I tried to find proximity sensors on google. The thing is that the switch needs to be installed inside the car and the external sensor outside. Know of a model that would do this?
Please understand that my response is not directed to you, but is in the context of general hobby programmers:
This is what happens when a project is constructed but not designed; that is, you have a working idea, but the idea does not meet your bigger goals. Thus, you are in scope-creep mode!
Essentially, you must create an add-on solution to something that could easily have been incorporated in phase-one. For the benefit of others who are considering putting Arduino projects into the real-world, one should take pen and paper (or Windows notepad) and work through a decision tree of nice-to-have, required, and "fluff."
For your specific issue:
small IR transmitter, small IR receiver placed so that when you park in the garage, the IR receiver can disable power to the monitor.
a Reed switch on front bumper, a magnet-filled tennis ball dangled by twine from ceiling, and position to meet the switch when car is "docked"
... and many more Rube Goldberg methodologies.
Point is, think through your need before building your final unit. Personally, I generally attempt to include add-ons during prototyping because at that point the code is 90% complete and adding the nicities is somewhat simple.
Another approach might be a timer that cuts power to the camera after some appropriate period.
The critical requirement is to not drain the battery and you'd want to avoid that situation regardless of whether the car is in the garage or in long-term parking somewhere else.
I would think that a dash cam would draw so little current that leaving it connected to the car battery over night would not significantly drain the car battery.

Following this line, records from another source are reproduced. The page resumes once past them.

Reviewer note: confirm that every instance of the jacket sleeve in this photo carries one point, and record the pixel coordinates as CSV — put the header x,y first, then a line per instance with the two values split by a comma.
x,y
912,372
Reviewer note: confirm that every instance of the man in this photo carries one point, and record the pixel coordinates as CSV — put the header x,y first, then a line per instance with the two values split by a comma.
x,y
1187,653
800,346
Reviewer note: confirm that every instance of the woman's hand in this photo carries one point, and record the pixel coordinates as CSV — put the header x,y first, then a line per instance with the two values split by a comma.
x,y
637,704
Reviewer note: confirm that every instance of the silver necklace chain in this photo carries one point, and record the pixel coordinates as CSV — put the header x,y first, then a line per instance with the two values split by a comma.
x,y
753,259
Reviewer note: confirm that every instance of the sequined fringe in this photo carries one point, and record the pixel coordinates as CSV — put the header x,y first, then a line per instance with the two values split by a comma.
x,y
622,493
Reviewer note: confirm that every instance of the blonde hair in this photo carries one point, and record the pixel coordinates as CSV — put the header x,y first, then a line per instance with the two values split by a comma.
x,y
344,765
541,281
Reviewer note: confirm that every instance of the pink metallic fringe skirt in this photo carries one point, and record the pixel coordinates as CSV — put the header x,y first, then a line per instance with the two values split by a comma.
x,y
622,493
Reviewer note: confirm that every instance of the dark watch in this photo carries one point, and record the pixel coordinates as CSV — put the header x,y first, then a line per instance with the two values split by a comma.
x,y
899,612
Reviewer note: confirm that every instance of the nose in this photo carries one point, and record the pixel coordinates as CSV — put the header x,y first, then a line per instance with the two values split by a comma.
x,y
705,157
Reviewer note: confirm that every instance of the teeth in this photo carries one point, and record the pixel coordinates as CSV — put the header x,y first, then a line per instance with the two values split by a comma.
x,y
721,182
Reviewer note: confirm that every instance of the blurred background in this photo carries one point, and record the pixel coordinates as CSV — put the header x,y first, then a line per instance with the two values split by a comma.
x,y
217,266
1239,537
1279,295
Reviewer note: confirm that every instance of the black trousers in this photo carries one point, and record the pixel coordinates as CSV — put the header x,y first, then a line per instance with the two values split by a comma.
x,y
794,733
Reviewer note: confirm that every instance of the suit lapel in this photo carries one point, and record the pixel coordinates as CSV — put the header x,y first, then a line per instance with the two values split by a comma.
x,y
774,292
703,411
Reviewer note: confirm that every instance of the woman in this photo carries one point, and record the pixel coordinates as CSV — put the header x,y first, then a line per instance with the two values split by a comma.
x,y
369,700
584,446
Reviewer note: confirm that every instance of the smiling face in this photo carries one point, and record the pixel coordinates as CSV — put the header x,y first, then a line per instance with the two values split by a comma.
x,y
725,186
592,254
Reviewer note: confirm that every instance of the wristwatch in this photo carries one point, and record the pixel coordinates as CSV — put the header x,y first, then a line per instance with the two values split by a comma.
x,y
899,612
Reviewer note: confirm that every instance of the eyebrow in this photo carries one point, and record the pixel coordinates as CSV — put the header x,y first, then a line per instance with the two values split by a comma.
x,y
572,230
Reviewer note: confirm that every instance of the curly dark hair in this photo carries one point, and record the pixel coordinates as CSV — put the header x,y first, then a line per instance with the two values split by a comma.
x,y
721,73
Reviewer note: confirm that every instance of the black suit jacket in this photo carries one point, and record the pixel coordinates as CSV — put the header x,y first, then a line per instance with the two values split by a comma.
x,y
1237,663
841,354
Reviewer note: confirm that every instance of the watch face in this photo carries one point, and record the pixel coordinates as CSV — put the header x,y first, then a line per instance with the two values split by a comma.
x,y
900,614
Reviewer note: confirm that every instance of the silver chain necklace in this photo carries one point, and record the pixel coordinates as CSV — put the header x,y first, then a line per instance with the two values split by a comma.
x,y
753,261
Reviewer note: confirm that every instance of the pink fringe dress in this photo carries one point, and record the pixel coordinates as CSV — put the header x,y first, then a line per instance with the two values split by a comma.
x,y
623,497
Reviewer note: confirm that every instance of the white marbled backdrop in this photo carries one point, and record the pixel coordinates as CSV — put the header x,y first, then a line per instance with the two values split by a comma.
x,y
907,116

How much current does the camera draw?
I think a better approach for a "who hit my bumper" security system would be a secondary rechargeable battery fed by the automobile "switched" aux power.
Idea one: Timer wouldn't solve it because it would work in the garage as well as outside. So if the camera turns off after 1 hour in the garage, it would also turn off after 1 hour when I'm outside where it has to run for 8-9 hours.
Question two: As I said before, it runs for 15-20 hours on a full battery, which is a lot. Imagine if you would record a video with your mobile phone for 20 hours! Most phones would die after couple of hours. You also have to think about the cycle. When I start driving to work, the battery only charges a little, runs for a few hours until it has 12V again and then charges up again so that it can be drained again overnight. So I'm always on the bare minimum because of this garage thing.
Regarding the last question: The dashcam turns itself off when the power is interrupted.
I really think there must be a switch that turns off when near some sort of sensor. I would be grateful if someone who knows the model could also post it here (not sure if this is allowed in the forum?).
I don't think the thing you want exists. If it does and someone posts a link to one then I too will learn something. A reed switch or a Hall effect switch will only operate within a few mm of a magnet. Anything longer range requires power, which kind of defeats the whole point of what you are doing.
Does the dash cam really have a 12V battery? No battery chemistry actually gives 12V exactly, so what is it really? And how do you know?
Read my posts again: Dashcam uses car battery and Power Magic Pro stops it from using it after it drains it to 12V (actually 12.4V but that does not matter here)
Okay, let me summarize your request then. You would like advice on what kind of switch you could use that senses the proximity of your car in the garage and turns off the dash cam but you refuse to tell us how that switch would be connected to the dash cam. Is that about right?
No I just fail to understand your question. Switch will interrupt the power to the cam once it detects a presence of the nearby sensor just as reed switch interrupts power in the proximity of a magnet.